2.1 As of the Effective Date, and continuing thereafter, Dare, with respect to the Products as defined herein which Dare elects to manufacture, import, distribute, sell, or offer for sale in California, shall take any and all necessary measures to ensure that acrylamide levels in a Product are, on average, kept below that requiring a cancer warning under Proposition 65 based on an average consumer’s level and frequency of consumption of crackers and a 1 x 10-5 cancer risk for acrylamide based on scientific evidence equivalent or better in quality to that which formed the basis for the Proposition 65 listing of acrylamide as a carcinogen.

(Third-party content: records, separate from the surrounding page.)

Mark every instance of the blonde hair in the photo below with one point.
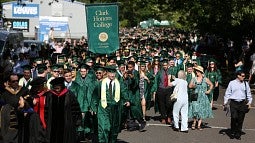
(182, 75)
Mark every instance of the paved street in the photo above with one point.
(215, 131)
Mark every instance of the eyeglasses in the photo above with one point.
(13, 81)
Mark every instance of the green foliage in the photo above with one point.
(214, 16)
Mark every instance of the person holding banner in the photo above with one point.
(109, 97)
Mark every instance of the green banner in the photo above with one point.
(102, 28)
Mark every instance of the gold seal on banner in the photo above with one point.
(103, 37)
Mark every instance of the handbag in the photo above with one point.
(173, 96)
(246, 109)
(193, 96)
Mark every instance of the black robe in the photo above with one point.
(12, 98)
(30, 129)
(63, 116)
(9, 124)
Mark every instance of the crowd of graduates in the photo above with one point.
(67, 94)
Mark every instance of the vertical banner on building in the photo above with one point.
(102, 28)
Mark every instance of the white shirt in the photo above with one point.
(108, 83)
(182, 91)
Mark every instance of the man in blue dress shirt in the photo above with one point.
(239, 94)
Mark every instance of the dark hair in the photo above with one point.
(239, 72)
(11, 74)
(67, 71)
(131, 63)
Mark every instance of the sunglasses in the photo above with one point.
(13, 81)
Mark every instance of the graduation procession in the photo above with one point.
(121, 85)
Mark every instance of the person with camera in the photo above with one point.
(200, 107)
(181, 103)
(238, 93)
(132, 82)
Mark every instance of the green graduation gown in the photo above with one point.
(109, 118)
(214, 76)
(134, 95)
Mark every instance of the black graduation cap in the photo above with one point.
(41, 68)
(58, 81)
(156, 58)
(26, 67)
(142, 63)
(112, 57)
(38, 59)
(121, 62)
(110, 68)
(98, 67)
(87, 59)
(189, 65)
(61, 56)
(54, 67)
(165, 60)
(212, 60)
(84, 66)
(38, 81)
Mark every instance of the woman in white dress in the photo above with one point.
(181, 104)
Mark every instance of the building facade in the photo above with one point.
(36, 17)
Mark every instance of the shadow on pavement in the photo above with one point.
(228, 133)
(121, 141)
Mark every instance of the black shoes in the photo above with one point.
(176, 129)
(185, 131)
(142, 126)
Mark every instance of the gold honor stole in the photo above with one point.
(103, 92)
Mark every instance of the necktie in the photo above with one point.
(165, 79)
(110, 89)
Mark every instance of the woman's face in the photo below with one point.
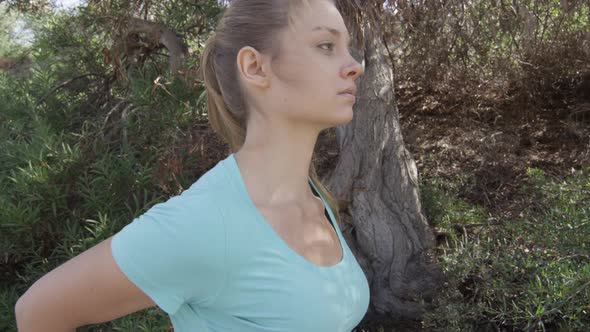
(313, 68)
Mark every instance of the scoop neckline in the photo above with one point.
(239, 182)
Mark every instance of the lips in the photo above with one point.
(351, 90)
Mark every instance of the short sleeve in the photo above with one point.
(175, 251)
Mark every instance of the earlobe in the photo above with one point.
(250, 66)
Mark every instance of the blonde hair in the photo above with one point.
(252, 23)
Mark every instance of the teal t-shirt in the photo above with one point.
(209, 260)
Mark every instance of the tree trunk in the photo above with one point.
(376, 180)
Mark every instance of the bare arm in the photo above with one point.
(88, 289)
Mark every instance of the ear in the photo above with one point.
(252, 67)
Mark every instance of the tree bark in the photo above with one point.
(376, 181)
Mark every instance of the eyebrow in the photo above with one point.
(333, 31)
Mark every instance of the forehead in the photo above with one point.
(316, 13)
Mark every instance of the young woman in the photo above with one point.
(253, 244)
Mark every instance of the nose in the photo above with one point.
(354, 69)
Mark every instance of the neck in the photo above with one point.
(275, 159)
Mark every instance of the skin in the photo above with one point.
(290, 101)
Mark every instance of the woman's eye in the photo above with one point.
(331, 46)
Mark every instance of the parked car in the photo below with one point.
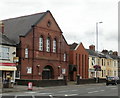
(112, 80)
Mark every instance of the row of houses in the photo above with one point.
(33, 47)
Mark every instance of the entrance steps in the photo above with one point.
(71, 82)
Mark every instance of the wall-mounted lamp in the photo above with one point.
(38, 65)
(39, 73)
(14, 53)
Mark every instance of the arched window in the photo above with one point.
(54, 45)
(26, 52)
(48, 45)
(41, 43)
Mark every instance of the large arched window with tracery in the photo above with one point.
(41, 43)
(54, 46)
(48, 44)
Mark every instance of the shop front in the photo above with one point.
(8, 74)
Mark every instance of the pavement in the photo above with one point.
(20, 88)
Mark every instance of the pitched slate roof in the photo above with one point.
(4, 40)
(91, 52)
(20, 26)
(73, 46)
(114, 57)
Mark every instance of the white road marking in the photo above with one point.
(90, 88)
(110, 86)
(71, 94)
(63, 91)
(93, 92)
(45, 93)
(74, 90)
(113, 88)
(102, 90)
(31, 92)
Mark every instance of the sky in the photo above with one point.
(76, 18)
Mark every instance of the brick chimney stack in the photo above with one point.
(115, 53)
(92, 47)
(105, 51)
(1, 27)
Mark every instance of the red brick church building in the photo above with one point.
(41, 46)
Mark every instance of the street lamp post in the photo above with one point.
(97, 34)
(97, 45)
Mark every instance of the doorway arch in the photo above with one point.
(48, 72)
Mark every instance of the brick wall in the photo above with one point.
(43, 58)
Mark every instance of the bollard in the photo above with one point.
(30, 87)
(65, 79)
(78, 79)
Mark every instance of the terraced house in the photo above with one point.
(41, 46)
(107, 60)
(8, 65)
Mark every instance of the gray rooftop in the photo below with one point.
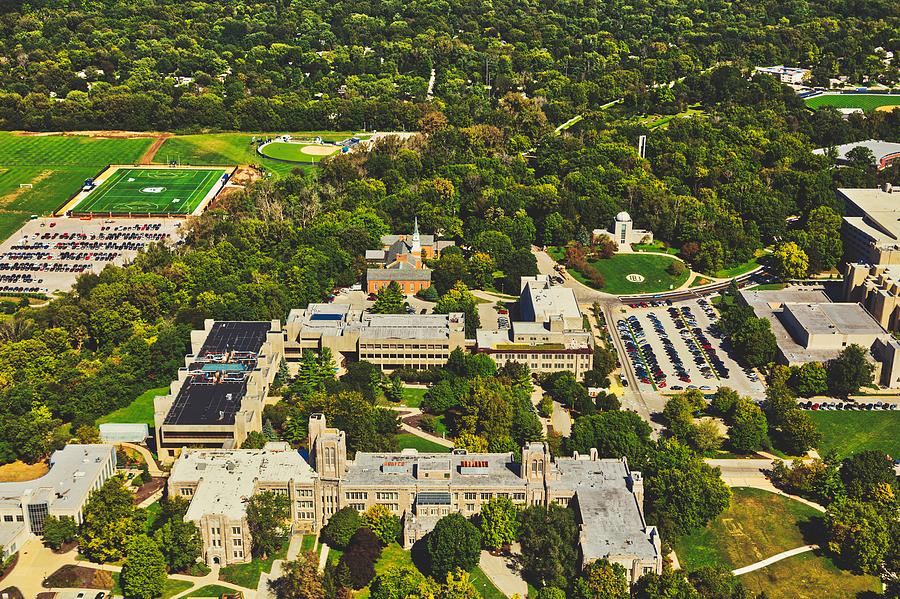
(73, 471)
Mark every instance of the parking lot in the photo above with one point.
(47, 254)
(673, 347)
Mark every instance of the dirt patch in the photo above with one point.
(148, 489)
(148, 156)
(19, 471)
(79, 577)
(9, 197)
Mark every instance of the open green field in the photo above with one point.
(298, 152)
(850, 432)
(151, 190)
(56, 167)
(140, 410)
(865, 101)
(757, 525)
(615, 270)
(232, 148)
(408, 440)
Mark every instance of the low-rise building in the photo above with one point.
(420, 488)
(218, 397)
(808, 327)
(401, 259)
(75, 471)
(390, 341)
(551, 335)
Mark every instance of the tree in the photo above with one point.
(790, 261)
(454, 543)
(849, 371)
(268, 514)
(549, 538)
(858, 534)
(397, 582)
(602, 580)
(59, 531)
(383, 523)
(109, 521)
(389, 300)
(300, 579)
(498, 522)
(342, 525)
(865, 471)
(682, 492)
(144, 570)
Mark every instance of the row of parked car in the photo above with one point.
(643, 359)
(825, 405)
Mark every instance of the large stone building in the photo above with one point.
(219, 395)
(808, 327)
(401, 259)
(605, 494)
(550, 336)
(75, 471)
(389, 341)
(871, 226)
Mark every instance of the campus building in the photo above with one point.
(605, 494)
(883, 152)
(550, 336)
(808, 327)
(871, 228)
(623, 233)
(389, 341)
(218, 397)
(401, 259)
(75, 471)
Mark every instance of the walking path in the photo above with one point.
(775, 558)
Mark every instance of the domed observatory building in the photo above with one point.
(624, 233)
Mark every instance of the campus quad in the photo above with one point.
(152, 191)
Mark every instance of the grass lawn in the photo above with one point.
(484, 585)
(807, 576)
(408, 440)
(210, 590)
(56, 167)
(140, 410)
(247, 575)
(614, 270)
(865, 101)
(757, 525)
(412, 396)
(849, 432)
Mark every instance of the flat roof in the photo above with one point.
(73, 471)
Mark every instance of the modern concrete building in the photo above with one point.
(551, 335)
(75, 471)
(871, 227)
(791, 75)
(884, 152)
(390, 341)
(219, 395)
(219, 482)
(808, 327)
(402, 259)
(623, 233)
(605, 494)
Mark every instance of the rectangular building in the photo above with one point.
(390, 341)
(219, 395)
(551, 335)
(75, 471)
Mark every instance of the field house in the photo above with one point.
(149, 190)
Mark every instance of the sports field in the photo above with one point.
(151, 190)
(865, 101)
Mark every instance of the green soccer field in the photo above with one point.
(154, 191)
(866, 102)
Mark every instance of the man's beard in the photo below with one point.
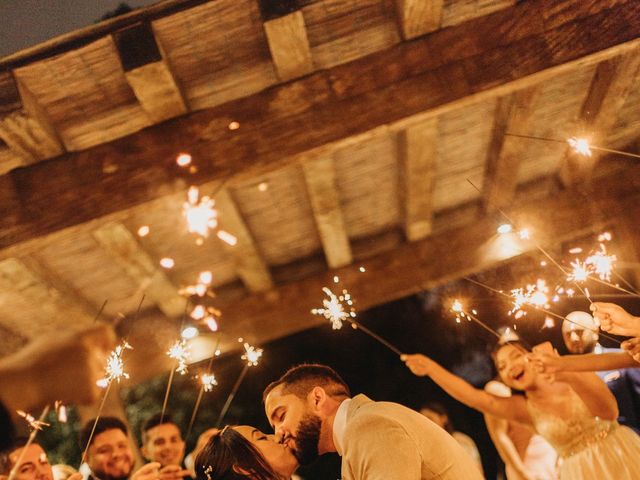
(307, 438)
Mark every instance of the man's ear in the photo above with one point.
(317, 398)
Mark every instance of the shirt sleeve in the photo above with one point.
(381, 449)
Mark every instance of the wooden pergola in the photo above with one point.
(333, 135)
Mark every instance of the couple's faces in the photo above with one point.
(294, 423)
(110, 456)
(34, 464)
(278, 455)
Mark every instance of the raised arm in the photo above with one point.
(590, 362)
(512, 408)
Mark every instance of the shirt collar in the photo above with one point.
(340, 425)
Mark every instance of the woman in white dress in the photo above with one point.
(576, 413)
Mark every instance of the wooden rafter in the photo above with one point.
(504, 155)
(320, 178)
(24, 125)
(121, 244)
(612, 82)
(435, 260)
(250, 264)
(289, 46)
(392, 87)
(148, 73)
(417, 151)
(417, 17)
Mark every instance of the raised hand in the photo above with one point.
(616, 319)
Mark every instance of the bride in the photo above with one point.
(576, 413)
(242, 453)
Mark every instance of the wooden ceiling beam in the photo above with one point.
(417, 17)
(408, 83)
(56, 303)
(425, 264)
(148, 73)
(320, 178)
(612, 82)
(127, 252)
(24, 125)
(289, 46)
(417, 153)
(250, 265)
(504, 155)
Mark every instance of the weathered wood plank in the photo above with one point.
(320, 177)
(289, 46)
(417, 17)
(417, 151)
(504, 156)
(480, 59)
(148, 73)
(612, 82)
(116, 239)
(251, 267)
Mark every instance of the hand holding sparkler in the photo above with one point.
(616, 319)
(64, 367)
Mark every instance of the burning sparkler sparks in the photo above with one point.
(334, 308)
(251, 355)
(114, 370)
(180, 352)
(34, 424)
(580, 146)
(532, 294)
(208, 381)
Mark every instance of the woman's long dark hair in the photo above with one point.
(228, 449)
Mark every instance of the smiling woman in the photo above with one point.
(244, 452)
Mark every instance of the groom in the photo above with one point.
(310, 409)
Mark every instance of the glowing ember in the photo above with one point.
(114, 370)
(251, 355)
(532, 294)
(200, 213)
(334, 308)
(183, 160)
(180, 352)
(602, 263)
(580, 145)
(208, 381)
(31, 420)
(227, 237)
(579, 273)
(167, 263)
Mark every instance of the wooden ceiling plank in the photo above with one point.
(122, 245)
(433, 261)
(389, 89)
(320, 178)
(513, 115)
(612, 82)
(29, 280)
(417, 17)
(148, 73)
(24, 125)
(250, 264)
(417, 152)
(289, 46)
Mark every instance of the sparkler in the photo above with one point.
(32, 436)
(251, 356)
(339, 309)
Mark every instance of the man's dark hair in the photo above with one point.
(154, 421)
(103, 424)
(5, 462)
(301, 379)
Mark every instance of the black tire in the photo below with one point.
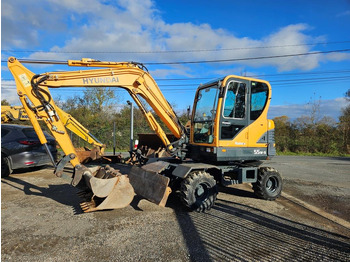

2.2 Dare may establish compliance with the requirement set forth in Section 2.1 by averaging acrylamide concentration level test results derived from multiple samples of the Products, or one or more composited samples drawn randomly from the Products, on an annual basis. An average acrylamide level less than or equivalent to 350 parts per billion shall be deemed to meet the requirement set forth in Section 2.1, but shall not prejudice Dare from establishing that an alternative acrylamide concentration level is more appropriate based on the criteria set forth in Section 2.1 and the Proposition 65 regulations. Such acrylamide testing shall be performed by Eurofins, Silliker, KPrime or another accredited laboratory using either:
1. GC/MS (Gas Chromatograph/Mass Spectrometry),
2. LC-MS/MS (Liquid Chromatograph-Mass Spectrometry), or
3. any other testing method agreed upon by the Parties.
After annual testing is completed, Dare shall provide written confirmation to counsel for Van Patten that it has complied with the requirements of this Section 2. Dare’s monitoring obligation shall terminate on the second anniversary of the Effective Date.